The church is the fullness of Christ.  Jesus reigning.  Jesus loving and giving life.

Let me show you something that God once showed me.  A man in the Jerusalem church named Stephen was doing miracles and telling about Jesus being the Messiah.  The Jewish leaders took him into custody and interrogated him.  Again he told them that Jesus is the Messiah and they had killed him.  The leaders got angrier, and Acts 7:55 says, “But being full of the Holy Spirit, he gazed intently into heaven and saw the glory of God, and Jesus standing at the right hand of God.”  Then this happened: “When they had driven him out of the city, they began stoning him…  They went on stoning Stephen as he called on the Lord and said, ‘Lord Jesus, receive my spirit!’  Then falling on his knees, he cried out with a loud voice, ‘Lord, do not hold this sin against them!’  Having said this, he fell asleep.”  He died.  You’ve heard someone else say those things as he died:  “‘Father, forgive them for they do not know what they are doing…  Father, into your hands I commit my spirit.’  Having said this, he breathed his last.”  (Luke 23:34 & 46)  Stephen saw Jesus at God’s right hand.  He saw Jesus reigning.  That didn’t stop his enemies.  It didn’t stop the stoning.  It didn’t keep him from dying.  When Stephen saw Jesus reigning, he acted like Jesus.

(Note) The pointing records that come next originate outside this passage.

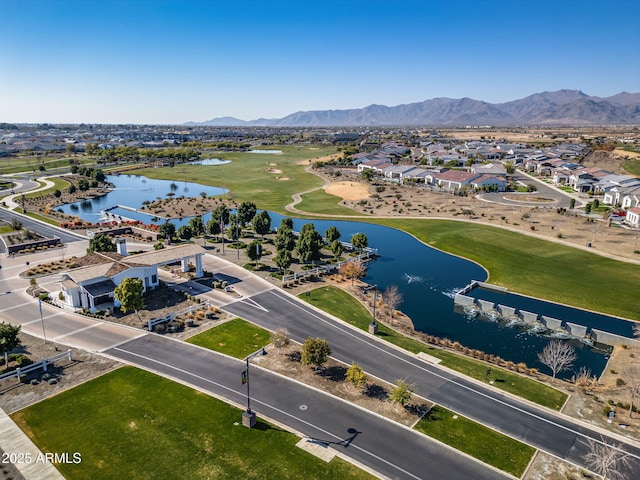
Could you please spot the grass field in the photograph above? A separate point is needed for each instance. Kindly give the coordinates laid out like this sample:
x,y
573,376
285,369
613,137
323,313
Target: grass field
x,y
320,201
236,338
247,177
476,440
134,424
29,163
342,305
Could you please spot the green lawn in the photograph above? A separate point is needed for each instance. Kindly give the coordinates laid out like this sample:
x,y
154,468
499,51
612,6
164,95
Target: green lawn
x,y
342,305
247,176
476,440
58,184
134,424
322,202
236,338
535,267
29,163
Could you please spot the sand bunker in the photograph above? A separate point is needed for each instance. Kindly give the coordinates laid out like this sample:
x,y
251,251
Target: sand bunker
x,y
348,190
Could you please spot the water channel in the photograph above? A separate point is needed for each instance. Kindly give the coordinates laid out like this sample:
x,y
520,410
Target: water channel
x,y
427,278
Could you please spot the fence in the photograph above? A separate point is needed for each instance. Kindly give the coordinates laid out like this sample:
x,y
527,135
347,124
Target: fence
x,y
34,366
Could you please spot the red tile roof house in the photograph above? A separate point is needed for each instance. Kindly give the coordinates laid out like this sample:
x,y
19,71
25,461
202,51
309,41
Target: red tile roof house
x,y
492,181
454,179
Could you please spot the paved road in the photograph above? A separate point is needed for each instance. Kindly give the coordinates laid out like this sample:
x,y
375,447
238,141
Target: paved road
x,y
384,446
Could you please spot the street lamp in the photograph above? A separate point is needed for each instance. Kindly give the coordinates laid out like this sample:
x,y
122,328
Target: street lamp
x,y
249,416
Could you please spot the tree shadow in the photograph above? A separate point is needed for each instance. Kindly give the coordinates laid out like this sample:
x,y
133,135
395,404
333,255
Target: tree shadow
x,y
376,391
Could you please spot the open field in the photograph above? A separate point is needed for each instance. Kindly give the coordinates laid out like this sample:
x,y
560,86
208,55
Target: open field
x,y
236,338
341,304
535,267
476,440
134,424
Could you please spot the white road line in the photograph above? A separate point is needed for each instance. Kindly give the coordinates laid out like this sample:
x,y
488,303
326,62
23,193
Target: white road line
x,y
477,392
76,331
269,406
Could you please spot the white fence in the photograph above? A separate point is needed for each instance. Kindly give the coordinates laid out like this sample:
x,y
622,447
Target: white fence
x,y
34,366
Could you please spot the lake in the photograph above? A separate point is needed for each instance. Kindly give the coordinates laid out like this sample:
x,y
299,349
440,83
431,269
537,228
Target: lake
x,y
426,277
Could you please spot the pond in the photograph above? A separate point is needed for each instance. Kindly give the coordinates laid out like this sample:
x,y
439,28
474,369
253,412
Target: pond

When we know Jesus reigns, when we believe that and accept that, when we live under his authority and according to his Kingdom, we become like him.  We become his images.  We act like him.  We feel like him.  We love like him.  When we know he is in charge and he is giving us a better way to live and he is loving us, then we become like him.

A prayer:  Holy God, I accept the truth that Jesus reigns.  I accept his authority over me and for me.  I accept his ways for living.  I accept his love for me and for all others.  I accept my place in his church that he can express his love and power in the world.  I accept your purpose that I become like Jesus.  Amen.